The researchers interpret this phenomenon as evidence that great apes seek out altered states of being, and suggest the discovery offers insight into a potential evolutionary origin of our own human desire to get high. According to a press release from the University of Birmingham, the researchers first came across the phenomenon in a viral video of a captive male gorilla spinning in a pool, mouth agape and arms thrashing in the water. Frankly, he looks like he's having an amazing time!

It's not news that wild animals experience altered states (no, I am not talking about Cocaine Bear). Plenty of cats enjoy catnip, and wild primates munch on fermented foods that might lead to a state of "drunkenness." But popular news stories are often eager to latch on to narratives of "animals getting high" that they misconstrue what's actually happening. For example, the BBC documentary Dolphins: Spy in the Pod popularized the notion that dolphins regularly passed around a toxic pufferfish to get high—a phenomenon that science writer Christie Wilcox neatly debunked.

But spinning, the authors explain, is an entirely deliberate action. One cannot accidentally spin five times around in a tub in the way one can accidentally eat a fermented fig. After analyzing the apes' spinning speeds and number of revolutions, the researchers found, on average, the apes spun 5.4 times per session. The longest spin session had 28 revolutions, and the fastest single spin had five full revolutions in a single second. The authors found the apes could spin as fast as expert human spinners, such as circus performers and Dervish Muslims who whirl as meditation.
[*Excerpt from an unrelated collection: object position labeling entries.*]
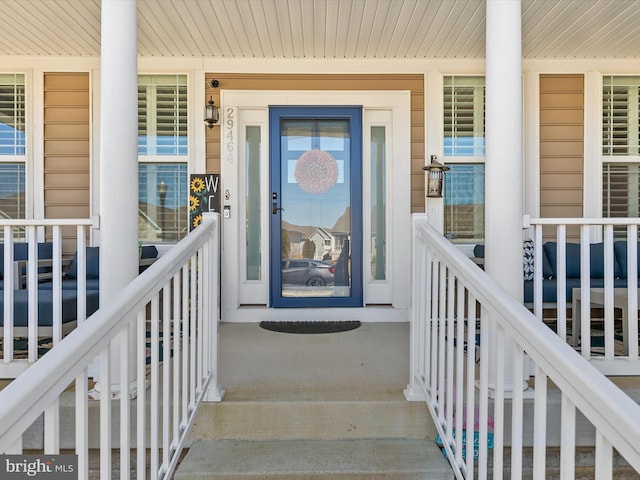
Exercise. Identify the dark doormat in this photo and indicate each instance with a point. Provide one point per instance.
(310, 327)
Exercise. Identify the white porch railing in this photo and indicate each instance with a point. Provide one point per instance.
(607, 284)
(466, 333)
(34, 234)
(173, 308)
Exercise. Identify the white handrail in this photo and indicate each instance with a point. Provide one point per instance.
(195, 260)
(449, 291)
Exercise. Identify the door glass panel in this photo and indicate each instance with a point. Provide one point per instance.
(378, 205)
(315, 202)
(253, 199)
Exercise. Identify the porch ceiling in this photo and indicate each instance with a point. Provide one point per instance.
(411, 29)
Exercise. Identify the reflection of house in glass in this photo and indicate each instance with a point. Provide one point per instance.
(327, 244)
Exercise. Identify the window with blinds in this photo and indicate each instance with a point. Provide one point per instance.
(12, 145)
(620, 115)
(620, 148)
(464, 203)
(621, 192)
(464, 149)
(12, 114)
(162, 115)
(12, 198)
(162, 202)
(162, 150)
(464, 122)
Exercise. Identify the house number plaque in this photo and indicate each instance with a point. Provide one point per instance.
(230, 134)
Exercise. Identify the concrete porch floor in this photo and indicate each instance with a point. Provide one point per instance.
(368, 363)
When the researchers turned the experiment on themselves, they found it difficult to spin as long and as well as the apes, according to the press release. "We invite the reader to try the observed average rotational speed, length or number of bouts performed by great apes reported here for instant validation," the authors write in the paper.

While reading this paper, I realized two things could be true. I am glad that, for a great ape, an altered state is simply a vine away. Everyone deserves the right to bliss. And yet I am so deeply relieved I do not have to spin a rope or a vine to get high. I will never take my human privilege of having a gummy before watching spectacularly dumb reality television for granted. Imagine going to a house party full of strangers and distant acquaintances that's just a room full of vines! I sure might like to feel a little dizzy, but I would rather leave than climb up one and spin, spin, spin. Perhaps for this wild gorilla, who lives a peaceful life in the rainforests of Volcanoes National Park, Rwanda and has never had to triple-text their landlord to fix a leak in the ceiling, spinning is enough. But until I too live in a rainforest, it's gummy or bust!